Each scenario drops the candidate into a real Linux terminal with a pre-configured problem. Straightforward incidents that test whether someone can actually operate the system.
An API gateway service has stopped responding. Health checks are failing. The candidate investigates the service status, reads logs, identifies a configuration error, fixes the config file, restarts the service, and verifies recovery. The kind of problem that happens weekly.
A server's root partition is 100% full. Services are failing to write logs, databases can't create temp files, and the system is degrading. Candidate needs to identify what consumed the space (logs, core dumps, temp files, or a runaway process), reclaim space safely, and restore service health.
A server is running at 100% CPU. Applications are unresponsive. The candidate identifies the runaway process, determines whether it's safe to kill (is it a production service or a stuck script?), terminates it correctly, and verifies the system has recovered.
A containerised application is unhealthy. Docker says the container is running but the health check is failing. The candidate inspects logs, exec into the container, identifies the issue (misconfigured env var, missing mount, wrong port binding), fixes it, and verifies the service is responding.
A production server's response times have doubled. Nothing has been deployed recently.

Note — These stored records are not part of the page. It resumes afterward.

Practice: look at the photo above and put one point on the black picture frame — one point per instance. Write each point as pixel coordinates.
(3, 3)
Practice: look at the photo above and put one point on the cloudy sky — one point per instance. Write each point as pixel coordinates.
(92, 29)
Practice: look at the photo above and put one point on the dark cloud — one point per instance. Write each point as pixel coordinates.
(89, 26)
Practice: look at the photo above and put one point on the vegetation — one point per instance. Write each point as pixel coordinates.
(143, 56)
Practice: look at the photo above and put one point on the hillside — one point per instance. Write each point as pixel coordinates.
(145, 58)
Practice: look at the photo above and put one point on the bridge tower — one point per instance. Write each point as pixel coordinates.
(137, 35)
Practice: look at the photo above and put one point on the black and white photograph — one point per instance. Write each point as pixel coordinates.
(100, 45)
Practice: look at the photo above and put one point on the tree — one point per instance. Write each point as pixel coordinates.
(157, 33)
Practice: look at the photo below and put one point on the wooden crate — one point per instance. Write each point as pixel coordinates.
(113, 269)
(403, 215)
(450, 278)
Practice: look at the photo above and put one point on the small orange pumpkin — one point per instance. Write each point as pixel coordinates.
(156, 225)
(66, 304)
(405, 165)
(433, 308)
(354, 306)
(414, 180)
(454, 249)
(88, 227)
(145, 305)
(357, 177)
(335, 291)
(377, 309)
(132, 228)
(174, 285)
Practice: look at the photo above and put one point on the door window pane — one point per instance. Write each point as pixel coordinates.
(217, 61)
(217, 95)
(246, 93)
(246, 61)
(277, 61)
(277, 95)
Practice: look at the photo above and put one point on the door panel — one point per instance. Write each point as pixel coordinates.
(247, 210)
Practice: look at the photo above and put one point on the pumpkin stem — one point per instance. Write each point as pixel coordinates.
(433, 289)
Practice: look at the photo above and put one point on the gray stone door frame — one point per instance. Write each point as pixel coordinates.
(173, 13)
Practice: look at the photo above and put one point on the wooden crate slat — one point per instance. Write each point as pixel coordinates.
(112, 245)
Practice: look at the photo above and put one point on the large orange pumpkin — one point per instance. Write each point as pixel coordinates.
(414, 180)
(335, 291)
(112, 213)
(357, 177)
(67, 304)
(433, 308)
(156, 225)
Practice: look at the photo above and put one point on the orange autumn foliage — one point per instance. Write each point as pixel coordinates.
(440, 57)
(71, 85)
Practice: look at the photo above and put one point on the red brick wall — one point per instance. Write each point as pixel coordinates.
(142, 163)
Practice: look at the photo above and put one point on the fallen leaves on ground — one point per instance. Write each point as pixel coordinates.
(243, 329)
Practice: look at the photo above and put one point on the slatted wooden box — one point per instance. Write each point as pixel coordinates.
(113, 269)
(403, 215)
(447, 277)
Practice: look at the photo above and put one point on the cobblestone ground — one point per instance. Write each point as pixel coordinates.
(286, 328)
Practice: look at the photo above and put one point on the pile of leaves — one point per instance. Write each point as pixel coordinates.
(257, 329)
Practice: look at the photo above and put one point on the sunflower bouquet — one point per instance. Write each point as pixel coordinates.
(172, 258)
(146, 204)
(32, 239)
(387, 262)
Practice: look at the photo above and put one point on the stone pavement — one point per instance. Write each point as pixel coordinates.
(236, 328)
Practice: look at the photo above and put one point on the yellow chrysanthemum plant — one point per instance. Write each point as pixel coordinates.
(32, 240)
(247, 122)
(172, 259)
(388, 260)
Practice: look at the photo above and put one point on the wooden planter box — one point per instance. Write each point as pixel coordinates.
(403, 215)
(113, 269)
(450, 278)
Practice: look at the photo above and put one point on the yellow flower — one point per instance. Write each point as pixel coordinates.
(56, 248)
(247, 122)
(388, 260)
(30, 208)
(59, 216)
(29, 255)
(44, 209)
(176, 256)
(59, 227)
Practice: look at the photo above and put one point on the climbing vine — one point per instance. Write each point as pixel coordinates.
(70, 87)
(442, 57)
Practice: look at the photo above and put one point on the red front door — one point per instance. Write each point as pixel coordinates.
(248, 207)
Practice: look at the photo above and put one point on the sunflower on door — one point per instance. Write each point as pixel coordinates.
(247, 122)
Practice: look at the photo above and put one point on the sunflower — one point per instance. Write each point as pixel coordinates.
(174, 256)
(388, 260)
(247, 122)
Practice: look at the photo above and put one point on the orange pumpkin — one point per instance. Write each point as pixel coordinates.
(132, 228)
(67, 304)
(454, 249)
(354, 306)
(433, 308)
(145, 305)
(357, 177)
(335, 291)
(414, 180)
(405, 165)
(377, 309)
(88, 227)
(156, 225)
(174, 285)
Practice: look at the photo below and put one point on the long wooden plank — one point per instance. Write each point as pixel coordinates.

The candidate investigates CPU, memory, I/O, and network metrics to find the bottleneck, identifies the root cause (memory leak, I/O contention, or noisy neighbour), and applies the right fix.
A server has been flagged by a security scan. Candidate needs to review SSH configuration, user permissions, open ports, running services, file permissions, and firewall rules. Tests whether they can identify misconfigurations, apply fixes, and verify the hardening without breaking the application.
If your team uses specific tools (Ansible, Puppet, Chef), specific application stacks (Nginx, HAProxy, PostgreSQL, Redis), or has specific operational procedures, we can build scenarios that test exactly what your engineers deal with day to day.